Proteinuria in a patient with Graves’ disease: Answers

Histopathologic examination of the renal biopsy was consistent with membranous nephropathy (MN) which was characterized by diffuse thickening of the glomerular basement membrane (GBM) by light microscopy and a diffuse granular deposition of IgG and C3 along the GBM on immunofluorescence.

In childhood, secondary membranous nephropathies are significantly more common, associated with systemic autoimmune diseases, infections, drugs, and malignancies, whereas primary MN is uncommon [1‐3]. The distinction between primary and secondary forms of MN is of great importance for the diagnosis and clinical management. Antibodies to M type phospholipase A2 receptors (PLA2R) is valuable for diagnosing primary MN with a high rate of sensitivity (> 75%) and specificity (100%) [4, 5]. PLA2R staining on renal biopsies is reported as 45–100% in children and adolescents with MN [6, 7]. Our patient had serum anti-PLA2R antibody (1:320 IG G titers) and diagnosed as primary MN. We were unfortunately not able to perform PLA2R staining on biopsy specimens.

Membranous nephropathy has been reported in several cases with Graves’ disease [8‐14]. Although rare, membranoproliferative glomerulonephritis, IgA nephropathy, and minimal change disease have also been reported with Graves’ disease [15‐17]. Anti-neutrophil cytoplasmic antibody (ANCA)-positive glomerulonephritis as a complication of treatment with propylthiouracil [18, 19] and thiamazole [20], and lupus nephritis associated with methimazole treatment have previously been reported in the literature [21, 22]. Additionally, Reynold et al. [23] reported a case of methimazole-related nephrotic syndrome that was resolved after discontinuation of the drug without intervention. They hypothesized a direct toxic effect of methimazole to the GBM and epithelial podocytes.

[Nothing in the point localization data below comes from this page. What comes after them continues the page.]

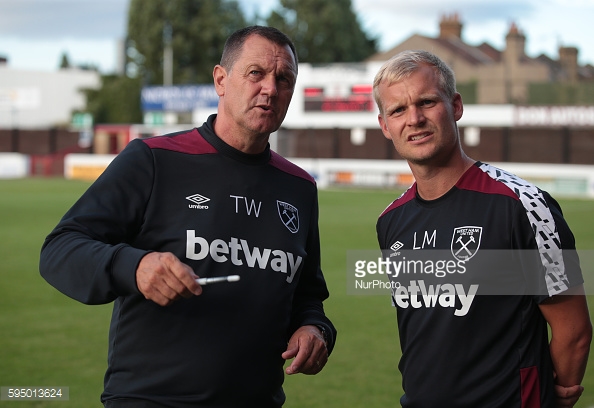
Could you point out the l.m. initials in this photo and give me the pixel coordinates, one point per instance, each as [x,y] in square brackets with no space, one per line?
[250,206]
[427,240]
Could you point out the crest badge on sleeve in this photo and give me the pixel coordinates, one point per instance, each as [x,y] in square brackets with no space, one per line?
[466,242]
[289,215]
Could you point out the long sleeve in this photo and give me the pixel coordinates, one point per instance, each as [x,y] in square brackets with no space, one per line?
[89,255]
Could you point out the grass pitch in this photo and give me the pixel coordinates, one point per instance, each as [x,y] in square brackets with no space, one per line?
[48,339]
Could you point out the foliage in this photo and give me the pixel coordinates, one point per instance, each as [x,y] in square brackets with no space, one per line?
[323,31]
[199,29]
[64,61]
[117,101]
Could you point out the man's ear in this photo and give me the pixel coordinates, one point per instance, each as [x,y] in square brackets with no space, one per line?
[219,75]
[458,106]
[384,127]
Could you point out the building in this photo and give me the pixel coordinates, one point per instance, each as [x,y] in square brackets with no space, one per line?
[490,76]
[42,99]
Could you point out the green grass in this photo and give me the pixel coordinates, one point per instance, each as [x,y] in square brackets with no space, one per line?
[47,339]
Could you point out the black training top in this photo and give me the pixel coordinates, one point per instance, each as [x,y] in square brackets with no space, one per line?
[490,251]
[222,212]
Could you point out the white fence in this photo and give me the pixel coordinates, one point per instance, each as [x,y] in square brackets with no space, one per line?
[558,179]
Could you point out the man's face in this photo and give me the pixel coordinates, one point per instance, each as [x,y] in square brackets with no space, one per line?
[256,93]
[419,118]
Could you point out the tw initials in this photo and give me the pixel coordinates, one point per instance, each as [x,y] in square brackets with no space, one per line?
[250,205]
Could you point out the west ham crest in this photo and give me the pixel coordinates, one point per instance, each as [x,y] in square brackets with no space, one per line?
[466,242]
[289,215]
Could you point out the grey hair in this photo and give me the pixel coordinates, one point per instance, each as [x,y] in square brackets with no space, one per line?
[405,63]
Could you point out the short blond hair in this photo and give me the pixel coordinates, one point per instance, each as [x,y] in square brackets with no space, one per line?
[405,63]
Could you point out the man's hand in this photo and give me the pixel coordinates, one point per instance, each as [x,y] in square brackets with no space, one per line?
[308,347]
[568,396]
[163,278]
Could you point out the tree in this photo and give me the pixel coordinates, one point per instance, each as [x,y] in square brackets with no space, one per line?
[199,29]
[64,61]
[323,31]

There is very limited data for the optimal treatment of children with MN; therefore, a more personalized therapeutic approach is required [24]. The standard therapy for adults with MN and nephrotic proteinuria is usually a combination of oral corticosteroids and alkylating agents (chlorambucil or cyclophosphamide), cyclosporine, and mycophenolate [25]. However, serious side effects including malignancy, lymphoproliferative disease, gonadal toxicity, myelotoxicity, and opportunistic infections are main limitations of these agents [26]. Rituximab was first used in the treatment of idiopathic MN in 2002 and since then has been successfully used without serious side effect for treatment in adults [27‐30]. The rationale of rituximab treatment is to deplete B cells and thus prevent the production of nephritogenic antibodies like anti-PLA2R [31]. In our case, rituximab was given as the first-line therapy considering the positivity of both PLA2R and thyroid antibodies and considering potential side effects of conventional treatments. The patient received four doses of rituximab (375 mg/m²) with 4-week interval. Urticarial lesions developed during the first infusion; thus, the following doses were given with antihistaminic treatment. Thereafter, no other short-term side effects were observed. Proteinuria decreased to 0.15 g/m²/day and the serum levels of anti-PLA2R antibodies normalized (< 1:10 IG G titers) 3 months after rituximab therapy. Furthermore, the serum levels of anti-TPO [30.4 (< 34) IU/mL] and anti-thyroglobulin [10 (< 115) IU/mL] were normalized and the serum level of TRAB was significantly decreased [2.13 (< 0.55) IU/L]. Methimazole doses were gradually tapered to 1.25 mg/day to maintain euthyroid state at the third month of rituximab. Currently, 1 year after rituximab therapy, the level of proteinuria is 0.05 g/m²/day and she is still euthyroid with this dose of methimazole.